Alluding to the “Great Game” of the 19th century, when Britain and Russia contended for supremacy in Central Asia, former Secretary of State Henry Kissinger observed in June in a Washington speech before the U.S.-India Business Council that “the Great Game is developing again.” Mr. Kissinger, who executed Richard Nixon’s “triangular diplomacy” involving the Soviet Union and China during the early 1970s, argued that “the amount of energy is finite, up to now in relation to demand.” As a result, “competition for access to energy can become the life and death for many societies.” Addressing a $4.5 billion natural-gas pipeline project from Iran through Pakistan to India, Mr. Kissinger remarked: “It would be ironic if the direction of pipelines and locations become the modern equivalent of the colonial disputes of the 19th century.”
A new geopolitical “Great Game” is clearly unfolding as China’s development-driven, rapidly rising demand for petroleum has played a significant role in soaring oil prices. The price of oil, which averaged less than $22 per barrel in 2001, has increased by about $50 per barrel since then, surpassing $70 in recent days. Over the same period, the U.S. Energy Information Administration (EIA) reports that Chinese oil consumption has increased more than 40 percent. That increase has accounted for more than a third of the total growth in worldwide oil demand over the same period.

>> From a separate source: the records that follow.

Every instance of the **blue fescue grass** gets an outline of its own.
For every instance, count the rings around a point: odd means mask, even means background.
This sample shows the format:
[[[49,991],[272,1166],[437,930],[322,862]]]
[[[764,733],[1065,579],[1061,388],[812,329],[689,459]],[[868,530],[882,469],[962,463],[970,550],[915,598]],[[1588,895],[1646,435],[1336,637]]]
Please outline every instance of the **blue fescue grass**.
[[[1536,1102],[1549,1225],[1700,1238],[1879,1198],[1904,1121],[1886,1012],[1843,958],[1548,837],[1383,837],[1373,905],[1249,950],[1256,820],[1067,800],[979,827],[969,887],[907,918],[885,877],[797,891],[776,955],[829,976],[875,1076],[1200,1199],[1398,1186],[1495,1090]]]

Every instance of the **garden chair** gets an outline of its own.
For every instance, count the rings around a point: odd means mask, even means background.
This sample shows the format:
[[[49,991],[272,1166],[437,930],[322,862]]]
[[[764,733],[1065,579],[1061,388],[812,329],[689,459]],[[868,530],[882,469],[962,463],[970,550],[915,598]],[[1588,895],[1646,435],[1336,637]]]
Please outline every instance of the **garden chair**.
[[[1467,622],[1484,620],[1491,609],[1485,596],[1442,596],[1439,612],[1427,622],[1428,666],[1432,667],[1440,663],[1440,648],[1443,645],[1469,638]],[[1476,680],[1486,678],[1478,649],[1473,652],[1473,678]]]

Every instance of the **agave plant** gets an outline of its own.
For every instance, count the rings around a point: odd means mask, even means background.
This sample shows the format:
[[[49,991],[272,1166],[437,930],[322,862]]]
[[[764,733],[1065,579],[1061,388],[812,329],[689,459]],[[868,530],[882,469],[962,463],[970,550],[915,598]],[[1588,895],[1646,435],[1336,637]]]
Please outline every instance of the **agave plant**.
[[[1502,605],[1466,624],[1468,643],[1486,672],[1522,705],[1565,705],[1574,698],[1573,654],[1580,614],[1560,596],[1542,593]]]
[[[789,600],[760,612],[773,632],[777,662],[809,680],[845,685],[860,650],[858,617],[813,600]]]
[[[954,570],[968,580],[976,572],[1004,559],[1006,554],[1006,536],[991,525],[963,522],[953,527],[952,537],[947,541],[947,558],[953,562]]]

China became a net oil importer in 1993. Today, China, which consumes 7 million barrels per day, half of which is imported, is the world’s second-largest oil consumer and third-largest oil importer (behind the United States and Japan). Nearly half of China’s imported oil comes from the volatile Middle East, where it has been busily signing long-term supply deals, including a $70 billion oil-and-gas deal with Iran.
China’s future trends are even more dramatic than those of the past. Following the recent surge in China’s demand for petroleum, its per capita consumption of oil is still less than 8 percent of America’s. Adding 5 million cars per year, China expects its auto fleet to increase from less than 25 million today to more than 125 million within 25 years. As a result, the EIA projects that China’s demand for oil will more than double by 2025, reaching 14.2 million barrels per day, and more than 10.9 million barrels will be imported. As a result, China’s net imports will have increased by 8 million barrels per day since 2004. Until President Bush recently joined his six immediate predecessors by promising that America’s addiction to oil would end, the EIA had been projecting that U.S. net petroleum imports, which averaged 4.2 million barrels as recently as 1985 (when China was East Asia’s largest oil exporter), would exceed 19 million barrels a day in 2025, reflecting an increase of more than 7 million barrels since 2004.
The trends and arithmetic point to a significant increase in the possibility for “Great Game” problems to emerge, almost certainly in the Middle East.